Position in Development Pipeline

WJTTC comes AFTER project.faf, BEFORE coding:

1. project.faf      → Define WHAT we're building (context)
2. WJTTC-TESTS.md   → Define SUCCESS CRITERIA (tests first)
3. Code             → Build to pass the tests
4. Test             → Pass/Fail
5. Repeat           → Until Championship grade

Test-Driven Code (TDC)

The WJTTC Cycle:

Think → Cross-check → Confirm → Code → Test → [Repeat]
  │         │           │        │       │
  │         │           │        │       └── Pass/Fail verdict
  │         │           │        └── Write implementation
  │         │           └── Green light to proceed
  │         └── STOP if missing info - get it first
  └── Understand what we're building

Cross-check Gate: STOP if missing information. Get it before proceeding.

  • Missing requirements? Ask.
  • Unclear acceptance criteria? Clarify.
  • Unknown edge cases? Define them.

Red → Green → Refactor:

  1. Write failing test (RED)
  2. Write code to pass (GREEN)
  3. Clean up (REFACTOR)

Never code without knowing what "done" looks like.

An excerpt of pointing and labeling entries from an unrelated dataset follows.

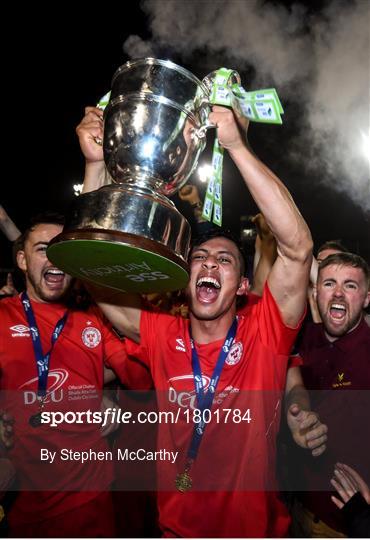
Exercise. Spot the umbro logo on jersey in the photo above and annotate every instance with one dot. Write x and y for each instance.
(180, 345)
(20, 330)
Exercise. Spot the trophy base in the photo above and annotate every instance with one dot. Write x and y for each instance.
(118, 260)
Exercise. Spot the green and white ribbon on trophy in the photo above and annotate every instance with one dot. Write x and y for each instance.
(258, 106)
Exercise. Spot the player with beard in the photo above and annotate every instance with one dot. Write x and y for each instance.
(223, 482)
(336, 367)
(42, 326)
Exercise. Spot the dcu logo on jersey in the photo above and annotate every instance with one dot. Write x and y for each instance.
(91, 337)
(235, 354)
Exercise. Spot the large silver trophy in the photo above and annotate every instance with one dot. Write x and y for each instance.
(128, 235)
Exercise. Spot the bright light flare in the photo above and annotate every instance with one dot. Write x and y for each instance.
(204, 173)
(77, 188)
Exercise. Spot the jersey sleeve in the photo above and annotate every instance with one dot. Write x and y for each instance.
(273, 331)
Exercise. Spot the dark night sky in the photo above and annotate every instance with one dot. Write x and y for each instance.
(53, 69)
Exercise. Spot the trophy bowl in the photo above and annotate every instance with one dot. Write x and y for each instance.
(128, 235)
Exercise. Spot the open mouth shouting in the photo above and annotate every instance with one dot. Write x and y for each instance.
(337, 312)
(54, 277)
(207, 289)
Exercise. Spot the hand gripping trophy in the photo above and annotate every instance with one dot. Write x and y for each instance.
(128, 235)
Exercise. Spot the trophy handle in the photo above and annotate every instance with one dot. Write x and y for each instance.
(201, 132)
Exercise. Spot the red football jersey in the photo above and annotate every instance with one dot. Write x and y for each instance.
(75, 382)
(234, 473)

Two-Layer Testing Architecture

Layer 1: Industry Standard (100% Coverage)

Use the framework's native testing - Jest, pytest, Vitest, etc.

  • Unit tests
  • Integration tests
  • Standard assertions
  • Coverage requirements

This is the baseline. Non-negotiable.

Layer 2: WJTTC Expert (Stress + Edge Cases)

The championship layer that catches what industry tests miss:

Category What We Test
Syntax Special chars, escapes, quotes, brackets
Emoji 🏎️ in strings, filenames, variables
Typecases camelCase, snake_case, SCREAMING_CASE, mixed
Variables Empty, null, undefined, MAX_INT, negative
Unicode RTL text, combining chars, zero-width
Injection SQL, XSS, command injection attempts
Boundaries 0, 1, -1, MAX, MAX+1, empty array

Test Targets:

  • MCP servers and tools
  • CLI commands and flags
  • API endpoints and payloads
  • Engine internals
  • Infrastructure configs

We Test the Testing

Meta-testing checklist:

  • Do the tests actually run?
  • Do they fail when code is broken?
  • Do they pass when code is correct?
  • Are edge cases covered?
  • Can tests be run in isolation?
  • Do tests clean up after themselves?

Signal Integrity Audit (The Red-Means-Real Doctrine)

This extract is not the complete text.